The biggest improvements can certainly be achieved by reducing ambiguities in the grammar (one example e.g. sketched in https://github.com/chipsalliance/Surelog/pull/2756 by @QuantamHD ); this is as ambiguities results in exponential parsing costs as there might be a lot of back-tracking needed. Right now, the grammar is written so that it is easy to understand and close to the spec, but that is of course not necessarily optimal and there is a lot of room for improvement reducing ambiguities and look-ahead for someone who has some experience in Antlr grammars. Depending on the particular code to be parsed, this can probably improve some parsing examples by 10x-100x. Someone with Antlr expertise, please help out :)
There is also some smaller room in improving the runtime. The current development branch of Antlr does have some expected improvements that will reduce parsing time (reducing RTTI, less impact of shared_ptr, improved initialization time...), but unlike the potential in grammar improvement, we're here looking at more like a moderate 1.5x-2x speedup.
The testcase and the procedure to reproduce this testcase is not very clear to me. ( source code testcase, command line) I notice an huge improvement for testcase of following issue https://github.com/chipsalliance/Surelog/issues/2035
I suggest to give a re-try with current project head.
Just tried the same source code (swerv eh1) on the same machine as before. Takes about 9 seconds now, so ~2x improvement. Pretty nice!
Issue https://github.com/chipsalliance/Surelog/issues/2035 is also closed. I assume surelog code change is drop. @hzeller mentions in https://github.com/chipsalliance/Surelog/issues/1727#issuecomment-1091985197 that target speed-up is 1.5x-2x.

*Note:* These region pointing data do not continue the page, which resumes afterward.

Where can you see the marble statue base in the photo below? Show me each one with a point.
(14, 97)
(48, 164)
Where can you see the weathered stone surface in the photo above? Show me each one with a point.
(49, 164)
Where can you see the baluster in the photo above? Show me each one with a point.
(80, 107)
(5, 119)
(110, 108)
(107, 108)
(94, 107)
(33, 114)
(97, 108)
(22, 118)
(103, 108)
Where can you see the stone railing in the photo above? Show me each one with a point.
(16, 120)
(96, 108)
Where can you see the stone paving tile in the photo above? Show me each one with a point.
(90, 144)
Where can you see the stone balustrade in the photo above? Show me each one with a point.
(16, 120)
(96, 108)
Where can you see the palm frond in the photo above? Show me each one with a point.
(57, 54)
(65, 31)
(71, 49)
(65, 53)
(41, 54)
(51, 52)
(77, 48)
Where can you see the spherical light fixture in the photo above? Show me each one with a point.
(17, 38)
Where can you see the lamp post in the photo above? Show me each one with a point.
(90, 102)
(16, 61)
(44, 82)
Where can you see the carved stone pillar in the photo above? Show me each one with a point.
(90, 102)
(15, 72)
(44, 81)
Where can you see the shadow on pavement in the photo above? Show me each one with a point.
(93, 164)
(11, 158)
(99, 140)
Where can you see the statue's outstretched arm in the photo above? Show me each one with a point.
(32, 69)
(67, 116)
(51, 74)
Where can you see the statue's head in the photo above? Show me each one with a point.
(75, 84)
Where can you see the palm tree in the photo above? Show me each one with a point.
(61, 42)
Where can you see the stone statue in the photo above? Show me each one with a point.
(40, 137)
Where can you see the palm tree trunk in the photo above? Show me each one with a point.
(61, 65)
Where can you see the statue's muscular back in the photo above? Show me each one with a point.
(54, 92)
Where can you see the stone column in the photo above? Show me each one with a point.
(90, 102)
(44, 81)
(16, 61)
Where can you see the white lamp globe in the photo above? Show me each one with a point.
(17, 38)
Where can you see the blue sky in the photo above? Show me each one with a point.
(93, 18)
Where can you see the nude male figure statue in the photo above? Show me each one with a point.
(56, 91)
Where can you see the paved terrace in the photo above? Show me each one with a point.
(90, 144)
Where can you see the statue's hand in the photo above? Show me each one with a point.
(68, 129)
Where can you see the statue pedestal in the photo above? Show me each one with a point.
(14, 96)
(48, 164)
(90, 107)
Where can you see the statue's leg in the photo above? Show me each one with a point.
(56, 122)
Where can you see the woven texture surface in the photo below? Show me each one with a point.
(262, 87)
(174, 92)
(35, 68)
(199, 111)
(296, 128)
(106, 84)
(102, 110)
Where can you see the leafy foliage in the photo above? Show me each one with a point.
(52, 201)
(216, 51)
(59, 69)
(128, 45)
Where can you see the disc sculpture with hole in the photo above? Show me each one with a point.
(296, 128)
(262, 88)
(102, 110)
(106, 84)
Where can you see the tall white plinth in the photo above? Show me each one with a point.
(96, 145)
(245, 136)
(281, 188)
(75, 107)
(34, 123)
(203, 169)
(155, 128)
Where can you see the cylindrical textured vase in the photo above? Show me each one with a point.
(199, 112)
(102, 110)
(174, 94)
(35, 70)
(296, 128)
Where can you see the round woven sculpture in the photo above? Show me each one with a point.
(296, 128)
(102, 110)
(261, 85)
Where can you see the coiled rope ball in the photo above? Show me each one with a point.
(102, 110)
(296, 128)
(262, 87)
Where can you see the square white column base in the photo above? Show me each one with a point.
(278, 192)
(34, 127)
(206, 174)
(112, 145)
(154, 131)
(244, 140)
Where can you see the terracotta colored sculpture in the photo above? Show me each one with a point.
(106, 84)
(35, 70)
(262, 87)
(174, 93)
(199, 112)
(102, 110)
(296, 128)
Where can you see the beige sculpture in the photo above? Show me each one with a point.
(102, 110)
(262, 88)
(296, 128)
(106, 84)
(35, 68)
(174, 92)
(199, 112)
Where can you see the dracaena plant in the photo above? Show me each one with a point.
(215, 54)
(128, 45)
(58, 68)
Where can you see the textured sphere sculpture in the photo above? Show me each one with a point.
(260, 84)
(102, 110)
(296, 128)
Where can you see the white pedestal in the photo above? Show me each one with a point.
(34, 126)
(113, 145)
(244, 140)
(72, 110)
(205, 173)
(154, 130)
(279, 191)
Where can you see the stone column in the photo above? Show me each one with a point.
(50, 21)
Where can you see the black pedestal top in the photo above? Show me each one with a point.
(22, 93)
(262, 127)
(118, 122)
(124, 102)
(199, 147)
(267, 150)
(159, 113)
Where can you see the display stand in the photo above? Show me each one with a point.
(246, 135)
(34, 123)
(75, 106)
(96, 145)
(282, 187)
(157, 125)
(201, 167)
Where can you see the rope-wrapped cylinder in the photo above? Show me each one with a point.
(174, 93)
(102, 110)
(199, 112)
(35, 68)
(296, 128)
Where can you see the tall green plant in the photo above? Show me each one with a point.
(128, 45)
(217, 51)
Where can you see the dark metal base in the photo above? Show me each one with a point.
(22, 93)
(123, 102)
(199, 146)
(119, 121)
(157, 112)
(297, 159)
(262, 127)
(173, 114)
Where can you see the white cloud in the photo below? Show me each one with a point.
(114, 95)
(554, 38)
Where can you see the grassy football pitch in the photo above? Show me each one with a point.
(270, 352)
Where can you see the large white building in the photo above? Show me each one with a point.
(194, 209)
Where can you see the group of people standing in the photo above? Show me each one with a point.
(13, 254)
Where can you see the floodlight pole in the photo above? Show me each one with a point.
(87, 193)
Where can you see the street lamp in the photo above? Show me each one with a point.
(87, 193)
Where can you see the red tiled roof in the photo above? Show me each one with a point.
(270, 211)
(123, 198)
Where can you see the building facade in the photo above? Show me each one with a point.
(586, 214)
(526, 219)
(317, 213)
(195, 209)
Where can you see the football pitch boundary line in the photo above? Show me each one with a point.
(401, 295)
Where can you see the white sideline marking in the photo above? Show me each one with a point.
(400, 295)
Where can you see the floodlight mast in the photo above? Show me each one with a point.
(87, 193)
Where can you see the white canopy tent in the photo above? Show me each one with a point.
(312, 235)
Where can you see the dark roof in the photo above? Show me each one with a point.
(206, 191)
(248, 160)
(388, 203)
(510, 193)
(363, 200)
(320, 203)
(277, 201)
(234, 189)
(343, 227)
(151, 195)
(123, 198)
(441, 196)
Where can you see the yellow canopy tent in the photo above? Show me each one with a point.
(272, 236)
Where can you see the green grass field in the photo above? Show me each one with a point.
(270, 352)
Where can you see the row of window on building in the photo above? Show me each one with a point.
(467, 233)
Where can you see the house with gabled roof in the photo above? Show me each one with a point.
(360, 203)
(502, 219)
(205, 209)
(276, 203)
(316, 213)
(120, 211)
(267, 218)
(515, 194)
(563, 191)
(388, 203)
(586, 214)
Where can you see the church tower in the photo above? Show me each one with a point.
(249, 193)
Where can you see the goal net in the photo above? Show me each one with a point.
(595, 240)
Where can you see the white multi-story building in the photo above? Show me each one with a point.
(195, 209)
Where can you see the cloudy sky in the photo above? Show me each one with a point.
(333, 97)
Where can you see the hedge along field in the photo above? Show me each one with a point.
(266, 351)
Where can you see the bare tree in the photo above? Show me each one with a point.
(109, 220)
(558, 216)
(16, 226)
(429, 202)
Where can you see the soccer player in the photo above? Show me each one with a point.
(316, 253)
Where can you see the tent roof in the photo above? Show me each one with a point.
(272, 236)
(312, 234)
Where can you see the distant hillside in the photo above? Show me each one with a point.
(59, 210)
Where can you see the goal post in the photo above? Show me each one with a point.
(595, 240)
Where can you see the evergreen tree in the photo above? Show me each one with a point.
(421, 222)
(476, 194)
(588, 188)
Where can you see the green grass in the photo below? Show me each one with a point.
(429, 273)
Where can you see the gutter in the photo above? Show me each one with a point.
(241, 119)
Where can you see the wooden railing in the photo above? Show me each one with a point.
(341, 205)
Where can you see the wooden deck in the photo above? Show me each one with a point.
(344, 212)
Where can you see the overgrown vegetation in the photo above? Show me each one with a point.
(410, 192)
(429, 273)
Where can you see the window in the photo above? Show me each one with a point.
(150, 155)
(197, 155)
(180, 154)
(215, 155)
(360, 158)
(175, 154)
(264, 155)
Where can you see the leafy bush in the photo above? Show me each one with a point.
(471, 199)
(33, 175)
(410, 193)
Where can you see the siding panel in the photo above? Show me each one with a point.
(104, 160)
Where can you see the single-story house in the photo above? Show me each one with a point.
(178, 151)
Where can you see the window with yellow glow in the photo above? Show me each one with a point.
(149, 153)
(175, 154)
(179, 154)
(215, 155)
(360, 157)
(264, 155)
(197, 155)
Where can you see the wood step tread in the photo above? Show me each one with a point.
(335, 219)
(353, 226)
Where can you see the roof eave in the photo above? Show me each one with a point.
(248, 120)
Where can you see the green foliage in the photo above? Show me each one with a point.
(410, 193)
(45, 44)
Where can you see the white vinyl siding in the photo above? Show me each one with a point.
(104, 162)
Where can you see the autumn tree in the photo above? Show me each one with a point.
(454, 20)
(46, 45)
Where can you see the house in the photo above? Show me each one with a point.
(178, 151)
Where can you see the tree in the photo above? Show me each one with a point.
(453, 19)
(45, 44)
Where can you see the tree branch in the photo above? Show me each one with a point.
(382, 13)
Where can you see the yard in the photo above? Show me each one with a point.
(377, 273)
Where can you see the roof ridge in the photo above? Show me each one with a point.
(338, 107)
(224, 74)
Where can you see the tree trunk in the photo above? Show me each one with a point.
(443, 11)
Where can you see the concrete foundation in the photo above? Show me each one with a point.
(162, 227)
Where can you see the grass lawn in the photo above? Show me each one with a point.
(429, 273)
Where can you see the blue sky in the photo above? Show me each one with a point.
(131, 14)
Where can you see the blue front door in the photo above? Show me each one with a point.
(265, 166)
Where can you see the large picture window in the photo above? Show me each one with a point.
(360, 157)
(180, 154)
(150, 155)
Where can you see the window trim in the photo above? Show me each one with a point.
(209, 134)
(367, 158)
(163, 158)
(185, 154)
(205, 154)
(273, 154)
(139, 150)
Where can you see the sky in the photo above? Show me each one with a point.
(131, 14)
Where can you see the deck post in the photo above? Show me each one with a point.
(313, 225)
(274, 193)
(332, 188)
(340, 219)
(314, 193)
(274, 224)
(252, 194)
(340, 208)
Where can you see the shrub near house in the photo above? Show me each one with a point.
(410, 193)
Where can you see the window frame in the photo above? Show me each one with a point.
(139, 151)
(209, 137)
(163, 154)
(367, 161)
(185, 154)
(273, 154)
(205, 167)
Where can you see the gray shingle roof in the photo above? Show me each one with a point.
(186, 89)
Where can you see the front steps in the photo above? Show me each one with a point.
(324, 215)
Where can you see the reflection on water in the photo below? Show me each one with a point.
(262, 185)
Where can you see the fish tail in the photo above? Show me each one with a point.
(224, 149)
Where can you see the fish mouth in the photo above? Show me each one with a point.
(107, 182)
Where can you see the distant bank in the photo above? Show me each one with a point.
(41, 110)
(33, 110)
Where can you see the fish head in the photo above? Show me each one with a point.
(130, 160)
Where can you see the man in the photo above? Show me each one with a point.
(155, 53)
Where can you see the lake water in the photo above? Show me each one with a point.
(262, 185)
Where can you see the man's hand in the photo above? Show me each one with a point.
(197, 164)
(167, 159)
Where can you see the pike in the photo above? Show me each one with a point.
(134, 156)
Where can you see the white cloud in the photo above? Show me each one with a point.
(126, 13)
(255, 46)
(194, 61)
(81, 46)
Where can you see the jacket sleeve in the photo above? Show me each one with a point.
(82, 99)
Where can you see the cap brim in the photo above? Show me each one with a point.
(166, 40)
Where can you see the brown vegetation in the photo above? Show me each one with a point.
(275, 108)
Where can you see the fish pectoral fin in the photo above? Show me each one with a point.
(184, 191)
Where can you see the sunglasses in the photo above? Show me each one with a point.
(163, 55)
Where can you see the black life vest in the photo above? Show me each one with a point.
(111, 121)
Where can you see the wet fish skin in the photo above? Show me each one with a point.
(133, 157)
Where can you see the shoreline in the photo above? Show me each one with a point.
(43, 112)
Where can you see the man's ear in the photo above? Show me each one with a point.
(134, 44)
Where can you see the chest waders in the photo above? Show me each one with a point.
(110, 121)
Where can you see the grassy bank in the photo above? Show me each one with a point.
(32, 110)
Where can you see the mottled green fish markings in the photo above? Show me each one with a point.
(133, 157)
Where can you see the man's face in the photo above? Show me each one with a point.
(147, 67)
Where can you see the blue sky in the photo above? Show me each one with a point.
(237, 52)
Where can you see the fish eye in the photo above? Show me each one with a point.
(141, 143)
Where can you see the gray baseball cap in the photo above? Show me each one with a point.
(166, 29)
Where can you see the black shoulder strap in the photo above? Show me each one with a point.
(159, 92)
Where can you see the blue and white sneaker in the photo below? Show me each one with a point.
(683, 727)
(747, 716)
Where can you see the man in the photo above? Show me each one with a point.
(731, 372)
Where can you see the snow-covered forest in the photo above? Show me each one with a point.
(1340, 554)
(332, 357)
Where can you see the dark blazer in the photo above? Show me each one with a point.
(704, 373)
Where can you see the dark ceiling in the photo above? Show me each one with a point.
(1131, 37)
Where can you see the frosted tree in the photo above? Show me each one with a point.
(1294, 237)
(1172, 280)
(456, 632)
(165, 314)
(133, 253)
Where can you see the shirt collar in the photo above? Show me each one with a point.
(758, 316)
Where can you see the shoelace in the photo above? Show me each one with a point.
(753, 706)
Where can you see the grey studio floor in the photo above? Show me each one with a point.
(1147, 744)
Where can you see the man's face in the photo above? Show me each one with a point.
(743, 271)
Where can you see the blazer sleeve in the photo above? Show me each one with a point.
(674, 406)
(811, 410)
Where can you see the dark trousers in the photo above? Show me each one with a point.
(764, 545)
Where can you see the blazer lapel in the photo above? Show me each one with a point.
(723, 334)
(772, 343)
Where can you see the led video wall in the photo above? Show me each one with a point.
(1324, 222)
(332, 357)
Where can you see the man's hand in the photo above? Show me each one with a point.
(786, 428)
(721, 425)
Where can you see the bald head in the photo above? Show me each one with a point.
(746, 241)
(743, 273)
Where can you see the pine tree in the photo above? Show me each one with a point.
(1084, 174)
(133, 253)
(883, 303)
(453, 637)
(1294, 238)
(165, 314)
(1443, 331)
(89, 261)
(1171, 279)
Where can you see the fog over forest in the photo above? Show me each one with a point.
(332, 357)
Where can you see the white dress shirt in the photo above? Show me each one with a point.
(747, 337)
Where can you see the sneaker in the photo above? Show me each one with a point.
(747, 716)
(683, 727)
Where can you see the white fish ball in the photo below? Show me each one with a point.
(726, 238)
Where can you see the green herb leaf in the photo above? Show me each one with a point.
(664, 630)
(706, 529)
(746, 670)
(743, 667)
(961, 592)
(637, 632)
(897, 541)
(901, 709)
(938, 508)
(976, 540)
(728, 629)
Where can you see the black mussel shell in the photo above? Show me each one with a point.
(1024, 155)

I understand no-one is currently working on the subject, performance has improve over the time mainly due to antlr c++ runtime improvement.
Could we conclude this target is now achieve and close this issue ?
It's still pretty slow compared to something like Verdi, but I guess for now closing this won't take away the general goal of improving performance.
No, but at least the performance issue on your specific use-case, is some how address ?
On parsing problem, more speed is always desirable but at some point the cost effort become fancy. You are comparing a tool using a parser generator, so targeting general purpose parsing problem again a commercial tool that probably use super optimized / handcrafted and very specific parser.
Commercial grade performance has a cost. If you consider replacing antlr in surelog, better to look for another solution to fill the UDHM db...
Yeah I think for now it's fine to close this issue like I said. I can always reopen it, or file a new one if there is a very specific case with an accompanying profile
Example, parsing the Swerv-EH1 core on an i5-9600K 3.7GHz takes about 18 seconds. I tried generating the valgrind callgrind data, but I gave up waiting after a few minutes. Profiling a smaller design looks like below in kcachegrind. Seems like it's mostly all in the antlr parser. Anything that can be done here?